OBJECTIVE: In patients with claudication, an ankle brachial index (ABI) under 0.90 is considered to be abnormal and a sufficient argument for the arterial origin of exercise induced pain. Exercise transcutaneous oxygen pressure (Ex-tcpO2) can provide evidence of exercise induced regional blood flow impairment (RBFI) and confirm the arterial origin of walking induced pain. The frequency with which calf Ex-tcpO2 remains apparently normal in patients with claudication and abnormal ABI is unknown. Causes of these discrepant results have yet to be analysed. METHODS: A retrospective analysis of 4575 Ex-tcpO2 tests performed on 3,281 patients was conducted. The focus was on patients with a history of calf claudication and ABI under 0.90. Duplicate or non-standard tests were excluded, as were patients with no pain or those able to walk more than 15 minutes (on a treadmill). Searches were conducted for possible explanations of normal calf Ex-tcpO2 in the selected patients. RESULTS: Cardiorespiratory limitation was identified in 50 patients and isolated non-calf ischemia in 36 of the 106 patients selected. There was no obvious explanation during Ex-tcpO2, but clinical improvement after non-vascular treatment or total absence of improvement after a technically successful revascularisation was noted in 12 patients. Four patients were lost on follow up. Four patients improved after revascularisation, which suggests that the Ex-tcpO2 result was false negative. CONCLUSIONS: Ex-tcpO2 is negative in more than 20% of tests performed in patients with an ABI under 0.90 and a history of calf claudication. In most cases, when excluding re-tests and non-limiting or non-calf claudication on the treadmill, non-calf ischemia or a non-vascular limitation occurring during the test were observed. This observation supports both the value of treadmill testing in patients with calf claudication assumed to be of arterial origin (ABI<0.90) and the use of Ex-tcpO2 to detect non-calf ischemia.

Chest tcpO2 changes during constant-load treadmill walking tests in patients with claudication.

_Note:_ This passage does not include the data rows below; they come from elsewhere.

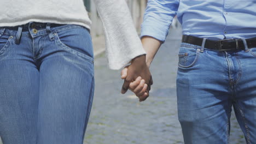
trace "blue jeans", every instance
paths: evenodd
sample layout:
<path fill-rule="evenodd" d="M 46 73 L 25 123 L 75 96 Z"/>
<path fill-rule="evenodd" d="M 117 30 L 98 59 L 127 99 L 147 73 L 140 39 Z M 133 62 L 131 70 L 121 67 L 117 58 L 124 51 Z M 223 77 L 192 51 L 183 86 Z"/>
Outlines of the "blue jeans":
<path fill-rule="evenodd" d="M 177 78 L 185 143 L 228 143 L 231 106 L 256 142 L 256 48 L 219 51 L 182 43 Z"/>
<path fill-rule="evenodd" d="M 0 27 L 3 143 L 83 143 L 94 75 L 86 28 L 37 22 Z"/>

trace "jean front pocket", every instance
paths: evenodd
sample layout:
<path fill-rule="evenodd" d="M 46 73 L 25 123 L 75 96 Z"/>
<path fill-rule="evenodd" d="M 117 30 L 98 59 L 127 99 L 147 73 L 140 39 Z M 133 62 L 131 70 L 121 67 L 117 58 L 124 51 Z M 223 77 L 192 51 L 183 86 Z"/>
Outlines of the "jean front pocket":
<path fill-rule="evenodd" d="M 181 47 L 179 50 L 178 67 L 187 68 L 194 66 L 197 60 L 200 49 Z"/>
<path fill-rule="evenodd" d="M 83 27 L 54 32 L 59 47 L 89 61 L 94 61 L 91 35 Z"/>
<path fill-rule="evenodd" d="M 254 57 L 256 57 L 256 47 L 251 48 L 249 49 L 249 51 Z"/>
<path fill-rule="evenodd" d="M 10 41 L 13 38 L 13 36 L 4 34 L 0 36 L 0 56 L 5 52 L 7 48 L 10 46 Z"/>

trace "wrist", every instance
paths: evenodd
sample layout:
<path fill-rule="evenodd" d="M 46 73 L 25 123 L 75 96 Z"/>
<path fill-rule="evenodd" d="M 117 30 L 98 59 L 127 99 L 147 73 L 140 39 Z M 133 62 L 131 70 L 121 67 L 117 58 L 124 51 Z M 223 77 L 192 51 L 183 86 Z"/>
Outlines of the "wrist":
<path fill-rule="evenodd" d="M 143 65 L 146 64 L 146 55 L 140 55 L 132 59 L 131 63 L 135 63 L 137 64 Z"/>

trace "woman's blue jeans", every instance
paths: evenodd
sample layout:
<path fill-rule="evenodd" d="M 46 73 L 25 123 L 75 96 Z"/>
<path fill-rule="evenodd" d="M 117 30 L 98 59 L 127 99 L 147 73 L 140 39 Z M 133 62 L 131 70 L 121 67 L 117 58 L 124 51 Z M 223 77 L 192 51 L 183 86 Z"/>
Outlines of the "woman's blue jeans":
<path fill-rule="evenodd" d="M 256 48 L 220 51 L 182 43 L 178 67 L 185 143 L 228 143 L 232 106 L 247 143 L 256 143 Z"/>
<path fill-rule="evenodd" d="M 86 28 L 37 22 L 0 27 L 3 143 L 83 143 L 94 75 Z"/>

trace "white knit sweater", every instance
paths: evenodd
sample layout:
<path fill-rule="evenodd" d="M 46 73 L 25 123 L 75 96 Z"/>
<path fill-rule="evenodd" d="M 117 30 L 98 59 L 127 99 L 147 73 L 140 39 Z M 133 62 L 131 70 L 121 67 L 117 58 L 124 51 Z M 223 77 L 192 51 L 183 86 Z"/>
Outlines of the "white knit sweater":
<path fill-rule="evenodd" d="M 145 54 L 125 0 L 94 2 L 104 25 L 109 68 L 120 69 Z M 1 0 L 0 5 L 0 27 L 31 21 L 91 26 L 83 0 Z"/>

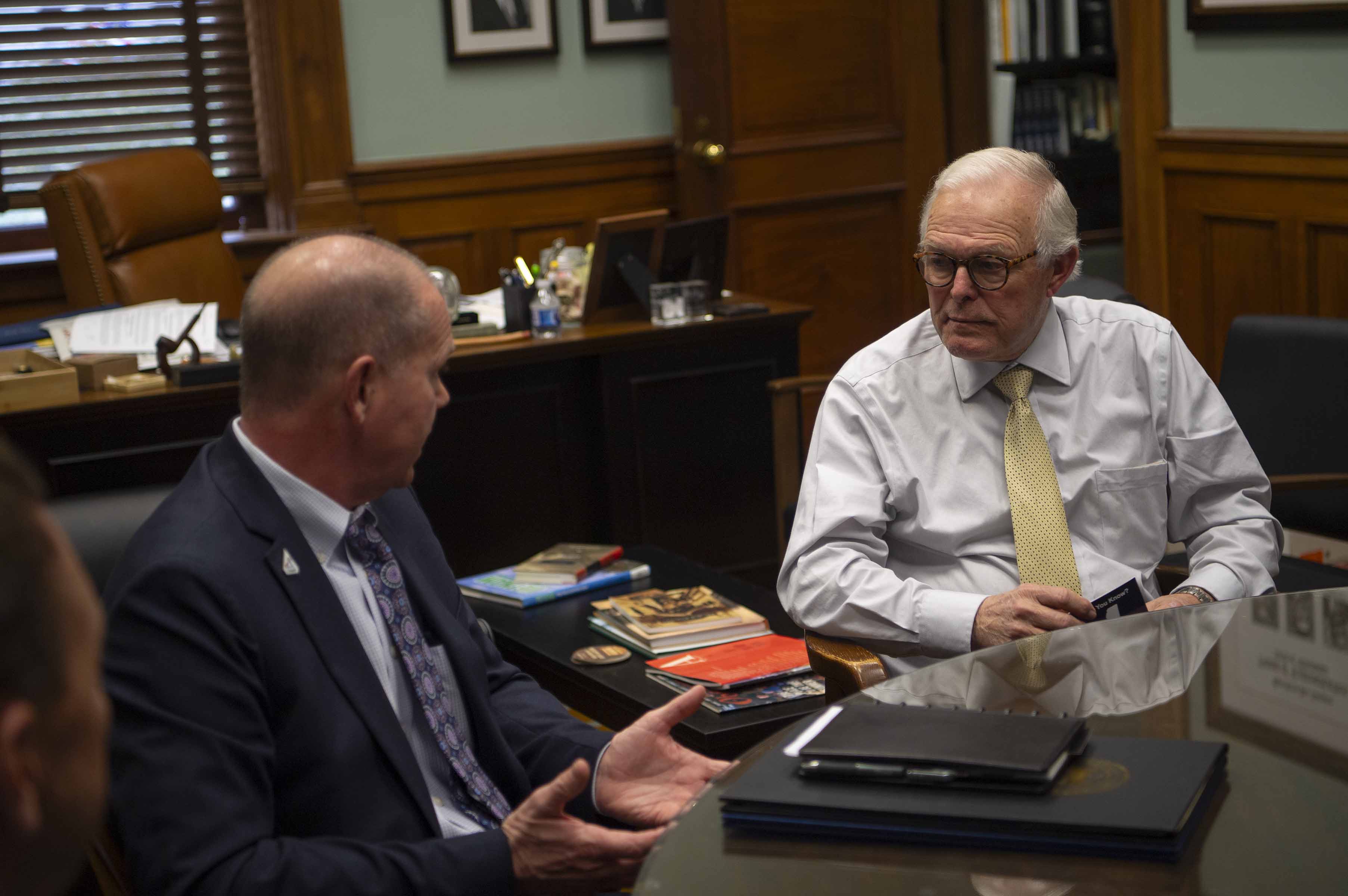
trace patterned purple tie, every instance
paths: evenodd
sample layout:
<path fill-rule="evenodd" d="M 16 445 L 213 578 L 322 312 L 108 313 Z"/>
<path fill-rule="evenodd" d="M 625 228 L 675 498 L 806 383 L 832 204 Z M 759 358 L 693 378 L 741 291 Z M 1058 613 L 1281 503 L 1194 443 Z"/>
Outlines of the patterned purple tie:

Changes in chest transcutaneous-pO(2) at rest (ΔtcpO(2)) mimic absolute changes in arterial-pO(2) during moderate exercise, although the absolute starting values may dramatically differ. We retrospectively studied 485 patients (group 1), prospectively studied 292 new patients (group 2) and estimated the intra-test and the test-retest reproducibility of ΔtcpO(2) during constant-load treadmill tests: 3.2 km h(-1), 10% grade, using the cross correlation technique. Patients were classified into groups according to their best fit to nine pre-defined mathematic models. Respectively, 71% and 76% of patients of groups 1 and 2 fitted with a model showing a ΔtcpO(2) increase during and a decrease following exercise. Another 18% and 12% of the patients of groups 1 and 2 respectively fitted with a model that showed an abrupt decrease at exercise onset, a slow increase during walking and an overshoot in the recovery period, referred here as a walking-induced transcutaneous hack (WITH) profile. The mean r(max) value for the cross-correlation analysis was 0.919 ± 0.091 and 0.800 ± 0.129 for intra-test and test-retest reproducibility. Most profiles show the expected ΔtcpO(2) exercise-induced increase. Future studies are needed to confirm and explain the WITH profiles that we found, and screen for potential-associated diseases.